Literature DB >> 33086042

Viscoelasticity and Volume of Cortical Neurons under Glutamate Excitotoxicity and Osmotic Challenges.

Yuri M Efremov1, Ekaterina A Grebenik2, Rinat R Sharipov3, Irina A Krasilnikova4, Svetlana L Kotova5, Anastasia A Akovantseva6, Zanda V Bakaeva4, Vsevolod G Pinelis4, Alexander M Surin7, Peter S Timashev8.   

Abstract

Neural activity depends on the maintenance of ionic and osmotic homeostasis. Under these conditions, the cell volume must be regulated to maintain optimal neural function. A disturbance in the neuronal volume regulation often occurs in pathological conditions such as glutamate excitotoxicity. The cell volume, mechanical properties, and actin cytoskeleton structure are tightly connected to achieve the cell homeostasis. Here, we studied the effects of glutamate-induced excitotoxicity, external osmotic pressure, and inhibition of actin polymerization on the viscoelastic properties and volume of neurons. Atomic force microscopy was used to map the viscoelastic properties of neurons in time-series experiments to observe the dynamical changes and a possible recovery. The data obtained on cultured rat cortical neurons were compared with the data obtained on rat fibroblasts. The neurons were found to be more responsive to the osmotic challenges but less sensitive to the inhibition of actin polymerization than fibroblasts. The alterations of the viscoelastic properties caused by glutamate excitotoxicity were similar to those induced by the hypoosmotic stress, but, in contrast to the latter, they did not recover after the glutamate removal. These data were consistent with the dynamic volume changes estimated using ratiometric fluorescent dyes.
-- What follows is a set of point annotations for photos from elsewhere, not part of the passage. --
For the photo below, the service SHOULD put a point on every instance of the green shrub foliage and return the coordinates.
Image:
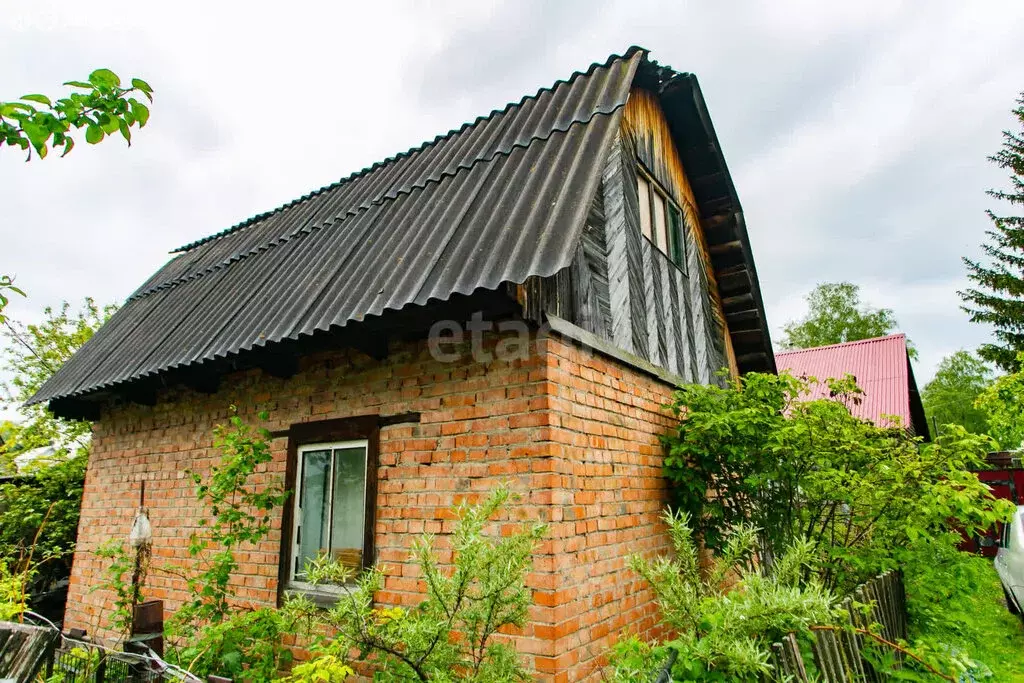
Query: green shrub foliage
(727, 613)
(754, 453)
(450, 636)
(212, 633)
(53, 495)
The recovery after the glutamate-induced excitotoxicity was slow or absent because of a steady increase in intracellular calcium and sodium concentrations. The viscoelastic parameters and their changes were related to such parameters as the actin cortex stiffness, tension, and cytoplasmic viscosity.
Copyright © 2020 Biophysical Society. Published by Elsevier Inc. All rights reserved.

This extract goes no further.